Plants and settlers take root in a new mythology of Arizona.

Most, if not all, of the Arizona settler-recruitment publications were silent about whose land their audiences in the East would be settling. Instead, they celebrated the desert as a blank slate, trying to generate excitement among would-be Arizona residents and entice them to imagine all that they could build and grow on this drawing board in the sand. Once emptied and imagined as a space outside of politics, the desert-as-laboratory became a testing ground for the settlers’ ideas of modern science, Western ingenuity, and the creative injection of ideas from the Old World to make the New World thrive.

The “Old World” was not Europe but, in fact, the biblical one: boosterist brochures were filled with references to the Colorado River Basin as the American “Nile,” which it was said offered all the fertile land needed for prosperity and progress. To build a new arid empire in the United States, where better to look than the Middle East?

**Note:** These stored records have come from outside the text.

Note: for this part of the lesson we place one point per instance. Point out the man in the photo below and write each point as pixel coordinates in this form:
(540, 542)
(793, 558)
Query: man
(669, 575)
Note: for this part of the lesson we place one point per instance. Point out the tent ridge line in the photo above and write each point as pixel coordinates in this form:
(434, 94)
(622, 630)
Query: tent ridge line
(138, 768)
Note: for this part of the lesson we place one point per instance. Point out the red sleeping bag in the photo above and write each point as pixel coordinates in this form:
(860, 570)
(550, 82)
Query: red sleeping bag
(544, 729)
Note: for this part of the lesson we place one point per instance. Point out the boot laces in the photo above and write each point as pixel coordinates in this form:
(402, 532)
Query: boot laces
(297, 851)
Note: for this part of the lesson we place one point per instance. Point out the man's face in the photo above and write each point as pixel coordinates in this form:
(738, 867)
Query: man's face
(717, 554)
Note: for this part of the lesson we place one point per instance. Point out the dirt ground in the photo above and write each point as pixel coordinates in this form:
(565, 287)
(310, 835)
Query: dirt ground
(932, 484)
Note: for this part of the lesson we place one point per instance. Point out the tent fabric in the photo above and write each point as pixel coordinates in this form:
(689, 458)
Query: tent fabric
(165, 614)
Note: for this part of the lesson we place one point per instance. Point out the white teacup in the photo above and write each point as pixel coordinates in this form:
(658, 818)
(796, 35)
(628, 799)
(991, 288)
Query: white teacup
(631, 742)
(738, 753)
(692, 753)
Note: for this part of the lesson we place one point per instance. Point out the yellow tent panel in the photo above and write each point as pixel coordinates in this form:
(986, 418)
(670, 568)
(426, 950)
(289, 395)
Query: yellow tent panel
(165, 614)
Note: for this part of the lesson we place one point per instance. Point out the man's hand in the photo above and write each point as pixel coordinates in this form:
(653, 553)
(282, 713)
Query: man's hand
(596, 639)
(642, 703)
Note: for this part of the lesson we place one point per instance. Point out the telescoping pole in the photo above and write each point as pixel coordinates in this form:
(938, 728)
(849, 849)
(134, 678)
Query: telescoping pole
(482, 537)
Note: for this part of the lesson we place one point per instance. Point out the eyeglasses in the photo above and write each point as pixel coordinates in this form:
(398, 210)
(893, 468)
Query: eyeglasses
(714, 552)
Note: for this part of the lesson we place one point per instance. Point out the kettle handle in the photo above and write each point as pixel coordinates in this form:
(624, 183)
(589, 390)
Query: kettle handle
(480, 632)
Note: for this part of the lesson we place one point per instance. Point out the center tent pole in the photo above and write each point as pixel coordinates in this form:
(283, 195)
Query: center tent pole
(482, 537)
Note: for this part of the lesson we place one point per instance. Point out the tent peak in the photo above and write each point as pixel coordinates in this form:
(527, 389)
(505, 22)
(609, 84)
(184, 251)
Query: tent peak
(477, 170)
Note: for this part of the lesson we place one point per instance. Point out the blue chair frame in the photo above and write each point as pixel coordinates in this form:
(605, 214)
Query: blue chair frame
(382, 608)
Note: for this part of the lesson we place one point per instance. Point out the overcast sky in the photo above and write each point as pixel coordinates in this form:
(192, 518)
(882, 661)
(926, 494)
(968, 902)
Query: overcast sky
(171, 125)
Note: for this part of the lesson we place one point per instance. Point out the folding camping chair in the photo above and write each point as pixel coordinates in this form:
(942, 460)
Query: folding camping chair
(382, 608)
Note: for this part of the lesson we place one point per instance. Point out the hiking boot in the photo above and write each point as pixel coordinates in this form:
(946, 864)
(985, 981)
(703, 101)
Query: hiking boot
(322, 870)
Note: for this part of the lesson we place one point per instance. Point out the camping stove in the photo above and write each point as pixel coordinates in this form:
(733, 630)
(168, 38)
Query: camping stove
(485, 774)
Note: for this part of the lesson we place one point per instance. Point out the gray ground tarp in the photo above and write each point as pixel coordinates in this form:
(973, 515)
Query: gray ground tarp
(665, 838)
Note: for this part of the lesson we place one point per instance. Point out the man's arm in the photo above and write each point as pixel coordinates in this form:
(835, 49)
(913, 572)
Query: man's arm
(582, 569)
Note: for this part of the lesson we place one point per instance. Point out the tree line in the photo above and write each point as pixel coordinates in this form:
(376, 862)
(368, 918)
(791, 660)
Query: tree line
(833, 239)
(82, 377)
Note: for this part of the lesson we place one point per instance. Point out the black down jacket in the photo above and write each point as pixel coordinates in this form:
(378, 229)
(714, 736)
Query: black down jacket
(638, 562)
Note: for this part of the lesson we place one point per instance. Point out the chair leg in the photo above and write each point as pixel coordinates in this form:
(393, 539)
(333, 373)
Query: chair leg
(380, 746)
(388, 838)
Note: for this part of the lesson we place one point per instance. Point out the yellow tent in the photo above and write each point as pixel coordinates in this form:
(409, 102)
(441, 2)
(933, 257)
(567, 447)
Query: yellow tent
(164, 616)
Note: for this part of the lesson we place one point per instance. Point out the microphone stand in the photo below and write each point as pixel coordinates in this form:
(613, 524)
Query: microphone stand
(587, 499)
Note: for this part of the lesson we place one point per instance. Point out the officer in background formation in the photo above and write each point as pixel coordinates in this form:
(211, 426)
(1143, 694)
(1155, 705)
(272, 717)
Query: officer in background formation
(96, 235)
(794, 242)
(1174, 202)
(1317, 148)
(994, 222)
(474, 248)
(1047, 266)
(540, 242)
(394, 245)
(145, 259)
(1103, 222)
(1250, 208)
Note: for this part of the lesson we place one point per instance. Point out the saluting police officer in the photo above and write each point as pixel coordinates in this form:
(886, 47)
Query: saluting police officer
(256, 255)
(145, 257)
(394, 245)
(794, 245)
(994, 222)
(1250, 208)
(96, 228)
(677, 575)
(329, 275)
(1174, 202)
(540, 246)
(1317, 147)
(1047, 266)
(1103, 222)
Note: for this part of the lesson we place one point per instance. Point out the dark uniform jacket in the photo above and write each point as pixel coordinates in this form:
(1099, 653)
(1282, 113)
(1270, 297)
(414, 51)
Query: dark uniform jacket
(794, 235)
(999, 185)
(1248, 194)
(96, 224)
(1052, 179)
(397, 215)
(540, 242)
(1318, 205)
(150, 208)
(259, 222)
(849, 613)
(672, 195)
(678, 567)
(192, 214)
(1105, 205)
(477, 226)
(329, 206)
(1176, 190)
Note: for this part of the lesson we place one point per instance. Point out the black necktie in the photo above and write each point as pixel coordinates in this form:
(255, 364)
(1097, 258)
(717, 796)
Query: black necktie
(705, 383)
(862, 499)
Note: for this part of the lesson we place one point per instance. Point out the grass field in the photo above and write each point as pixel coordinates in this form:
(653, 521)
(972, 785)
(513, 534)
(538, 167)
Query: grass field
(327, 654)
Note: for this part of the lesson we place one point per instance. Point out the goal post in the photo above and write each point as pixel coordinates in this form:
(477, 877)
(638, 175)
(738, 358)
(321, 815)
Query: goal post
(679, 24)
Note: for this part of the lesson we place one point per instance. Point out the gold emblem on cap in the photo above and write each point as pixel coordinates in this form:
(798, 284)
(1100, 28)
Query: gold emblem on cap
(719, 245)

One staple of the Middle East’s own agricultural power in its arid regions was date cultivation, which quickly became an object of desire for U.S. agents of empire. The date was an exotic but much coveted fruit in America in the late 1800s. The first directors of the University of Arizona’s Agricultural Experiment Station (AES), which began operations in 1890, all believed that they could build a domestic date industry on the basis of its existing popularity.

These men—Frank A. Gulley, James W. Toumey, and Robert H. Forbes—became proponents of the university’s first experiments with date palms and worked with private and government agents to import diverse date varieties from around the Middle East through the 1890s and early 1900s. The first decades of AES’ work were largely focused on expanding Arizona farmers’ capacity for date cultivation.

The date was, in this period, an imported specialty fruit that was much in demand in the United States. Muscat, Oman, was, in the 1800s, the center of Arabian date exporting and specialized primarily in the fardh variety, which was hardy enough for long ocean journeys. Upon arrival in the U.S., the dates were not sold fresh but in huge congealed blocks that grocers would then portion off for consumers. Dates were not available year-round, arriving only on ships from the Gulf around Thanksgiving and Christmastime. Americans apparently loved the sweet, sticky treat, and it quickly became a beloved part of the American holiday season.

When records of date importing began in 1824, the U.S. imported 44,425 pounds of dates, and these figures increased dramatically over the rest of the century. By 1885 the country was importing more than 10 million pounds of dates annually, growing thereafter to as much as 20 million pounds annually between 1893 and 1903. By 1920 imports were up to 32 million pounds; by 1922 53 million pounds. Around the turn of the century, grocers were selling millions of pounds of dates during the holidays. With this booming business, the United States had become Oman’s most important foreign customer.